Abstract 699: Intracoronary Infusion Of Bone Marrow-derived Progenitor Cells In Patients With Non-ischemic Dilated Cardiomyopathy Is Associated With An Increase Of Coronary Blood Flow In The Target Vessel
We recently could demonstrate that intracoronary administration of bonemarrow-derived progenitor cells (BMC) is associated with improved target area contractility and enhanced cardiac function in patients (pts) with nonischemic dilated cardiomyopathy (DCM). The influence of coronary microvascular dysfunction on development and progression of DCM in the absence of epicardial artery atherosclerosis has been demonstrated in experimental studies. Therefore, to get insights into potential mechanisms of BMC therapy in pts with DCM, we performed a substudy of the TOPCARE-DCM trial, assessing coronary blood flow (CBF) by intracoronary Doppler measurements.
Methods 13 pts (age 31 to 64 yrs; ejection fraction 28 ± 14 %) were included. A mean number of 353 ± 119 * 106 BMC were infused into the left anterior descending (LAD) artery using the stop-flow technique. Doppler-derived CBF velocities in the target (LAD) as well as in a reference vessel (left circumflex artery, ref) were obtained at baseline prior to BMC administration and at 3 months’ angiographic follow up (FU).
Results Heart rate, blood pressure and coronary artery lumen diameter did not differ between initial and FU measurements. Basal coronary vascular resistance (VR) decreased after 3 months in the target and in the ref vessel (target 6.32 ± 2.43 vs 5.43 ± 2.28, p < 0.01; ref 6.72 ± 2.15 vs 5.41 ± 1.94 mmHg*s/cm, p = 0.03). In contrast, adenosine-induced minimal VR decreased only in the target vessel but not in the ref vessel (target 1.53 ± 0.60 vs 1.31 ± 0.65, p < 0.01; ref 1.60 ± 0.45 vs 1.49 ± 0.45 mmHg*s/cm, p = ns). Due to the selective decrease in adenosine-induced minimal VR of the target vessel, the coronary flow reserve normalized for the ref vessel increased from 1.0 ± 0.2 to 1.2 ± 0.3 (p < 0.05). Likewise, the CBF increased in the target vessel (from 48 ± 18 to 62 ± 25 ml/min, p = 0.02), but remained unchanged in the ref vessel (from 40 ± 21 to 48 ± 18 ml/min, p = ns).

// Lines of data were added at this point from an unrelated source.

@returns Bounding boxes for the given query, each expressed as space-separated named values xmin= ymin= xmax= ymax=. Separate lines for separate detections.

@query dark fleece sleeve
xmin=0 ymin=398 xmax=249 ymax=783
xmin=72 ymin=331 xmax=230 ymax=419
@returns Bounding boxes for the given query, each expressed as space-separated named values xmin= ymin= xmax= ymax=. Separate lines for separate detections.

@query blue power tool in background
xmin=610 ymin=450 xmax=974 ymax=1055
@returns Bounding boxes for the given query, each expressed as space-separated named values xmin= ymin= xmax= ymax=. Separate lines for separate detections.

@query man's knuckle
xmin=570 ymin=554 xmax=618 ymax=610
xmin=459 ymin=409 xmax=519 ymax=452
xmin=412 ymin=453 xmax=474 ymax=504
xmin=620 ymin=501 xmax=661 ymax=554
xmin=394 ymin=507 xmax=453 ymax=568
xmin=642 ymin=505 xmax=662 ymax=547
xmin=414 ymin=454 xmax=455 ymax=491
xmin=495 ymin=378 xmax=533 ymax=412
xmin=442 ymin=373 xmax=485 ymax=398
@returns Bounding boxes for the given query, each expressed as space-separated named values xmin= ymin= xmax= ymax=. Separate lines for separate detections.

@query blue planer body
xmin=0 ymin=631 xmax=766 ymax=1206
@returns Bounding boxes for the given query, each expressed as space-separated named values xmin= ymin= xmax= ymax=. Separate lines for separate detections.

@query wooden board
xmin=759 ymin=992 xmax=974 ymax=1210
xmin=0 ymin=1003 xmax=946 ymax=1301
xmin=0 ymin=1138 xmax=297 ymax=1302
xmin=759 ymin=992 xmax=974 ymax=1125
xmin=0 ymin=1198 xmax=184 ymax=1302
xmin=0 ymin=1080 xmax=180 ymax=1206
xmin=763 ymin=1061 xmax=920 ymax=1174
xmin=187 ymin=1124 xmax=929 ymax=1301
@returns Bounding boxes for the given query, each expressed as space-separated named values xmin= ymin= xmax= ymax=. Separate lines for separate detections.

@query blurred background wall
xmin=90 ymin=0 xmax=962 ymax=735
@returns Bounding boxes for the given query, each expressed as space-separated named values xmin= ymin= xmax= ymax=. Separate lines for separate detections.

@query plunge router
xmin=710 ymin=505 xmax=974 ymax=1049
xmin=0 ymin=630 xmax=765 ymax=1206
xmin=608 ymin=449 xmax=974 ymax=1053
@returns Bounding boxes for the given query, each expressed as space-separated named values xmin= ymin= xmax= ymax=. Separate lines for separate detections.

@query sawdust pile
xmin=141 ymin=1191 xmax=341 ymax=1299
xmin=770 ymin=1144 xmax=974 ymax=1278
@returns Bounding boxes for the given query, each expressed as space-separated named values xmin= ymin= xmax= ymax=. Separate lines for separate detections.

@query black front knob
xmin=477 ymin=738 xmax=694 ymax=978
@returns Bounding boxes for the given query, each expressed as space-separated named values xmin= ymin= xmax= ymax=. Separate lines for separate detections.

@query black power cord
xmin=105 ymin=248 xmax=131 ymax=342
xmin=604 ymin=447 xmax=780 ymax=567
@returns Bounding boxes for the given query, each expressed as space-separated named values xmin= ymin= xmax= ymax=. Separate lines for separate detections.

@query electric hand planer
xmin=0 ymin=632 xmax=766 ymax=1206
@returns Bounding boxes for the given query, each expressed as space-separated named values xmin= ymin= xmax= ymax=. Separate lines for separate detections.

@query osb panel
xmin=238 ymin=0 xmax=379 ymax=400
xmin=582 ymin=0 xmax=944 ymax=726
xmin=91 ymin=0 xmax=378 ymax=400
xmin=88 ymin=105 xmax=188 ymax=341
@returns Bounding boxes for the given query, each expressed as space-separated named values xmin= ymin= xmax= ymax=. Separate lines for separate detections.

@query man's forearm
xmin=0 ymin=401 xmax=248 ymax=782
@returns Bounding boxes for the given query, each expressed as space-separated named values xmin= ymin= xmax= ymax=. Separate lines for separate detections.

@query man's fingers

Conclusions In pts with nonischemic DCM, intracoronary BMC infusion is associated with a significant improvement in microvascular function of the target area. Whether improved microvascular function as a potential mechanism underlying the beneficial effects of BMC is causally linked to an improved cardiac contractile function has to be analysed in larger studies.